L’interprète, inquiet, regard apeuré, rougit et prodigue à nouveau ses conseils à son «client». Résultat de sa médiation: «Non.» Pourquoi estimez-vous que vous ne constituez plus un danger pour le peuple des États-Unis?» Réponse: «Je le répète pour la troisième fois: je n’ai jamais prononcé un mot contre l’Amérique, je suis un ami de l’Amérique et des Américains», affirme-t-il mécaniquement.

Le détenu qui ne sait ni de quoi il est accusé ni quelles preuves ont été retenues contre lui, qui n’a jamais eu d’avocat ni rencontré un juge (à Guantanamo, ils ne sont que dix à avoir un vrai procès ouvert), soutient quelques instants le regard de la journaliste. Il sait que s’il ne se montre pas convaincant aujourd’hui, il lui faudra attendre un an de plus pour que son cas soit révisé. Son regard cherche à gauche et à droite, mais il sait qu’il est seul. Personne n’est à ses côtés. Mis à part les deux reporters et l’interprète, il est le seul civil de la salle. Il a en face de lui sept militaires dont certains font des efforts louables pour ne pas s’endormir. Pas de témoins. Pas d’avocats. Ses yeux le disent: il est conscient d’être tombé dans ce trou noir qu’est Guantanamo peut-être pour toute la vie, où jusqu’à l’effondrement du nouvel ordre instauré par le président George W. Bush. «Je suis innocent», parvient-il à dire. «Je suis innocent». Et il cherche de nouveau le regard de qui peut raconter sa tragédie au-delà de ces murs.

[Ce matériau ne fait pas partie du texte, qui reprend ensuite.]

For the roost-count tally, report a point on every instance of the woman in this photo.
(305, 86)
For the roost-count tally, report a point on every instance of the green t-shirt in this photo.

La capitaine au chignon le regarde. Et reprend la parole: «Cette cour décidera. La séance est levée. » Elle se lève et sort d’un pas martial.

Mais quelle séance, s’il n’y pas de tribunal? Quelle cour, s’il n’y a pas de magistrats? Quelle condamnation, s’il n’y a pas de chef d’accusation? «Personne ne l’a cru», dit à son sergent le soldat aux gants verts qui détachera le prisonnier du sol et le conduira jusqu’à sa cellule lentement, c’est-à-dire à la vitesse que permet la courte chaîne qui relie ses chevilles.

Ce que personne ne pourrait croire, c’est ce dont j’ai été témoin ce jeudi 18 octobre entre 13h et 14h27, dans une salle toute blanche de la base de Guantanamo, où on aurait dû afficher au-dessus de la porte « parodie de procès en cours».

Le général Leacock parle: «Je vais vous donner le grand titre de votre article: il n’existe pas au monde de camp de détention plus transparent que celui de Guantanamo». Une transparence sans doute un peu particulière, puisque Zen Ulabedin Merozhev a dit à son interprète qu’il ne se voyait pas dans une glace depuis cinq ans. Faites un effort d’imagination: cinq ans sans voir votre visage dans une glace, cinq ans de réclusion dans un camp de détention situé à des milliers de kilomètres de chez vous, cinq ans sans le moindre droit.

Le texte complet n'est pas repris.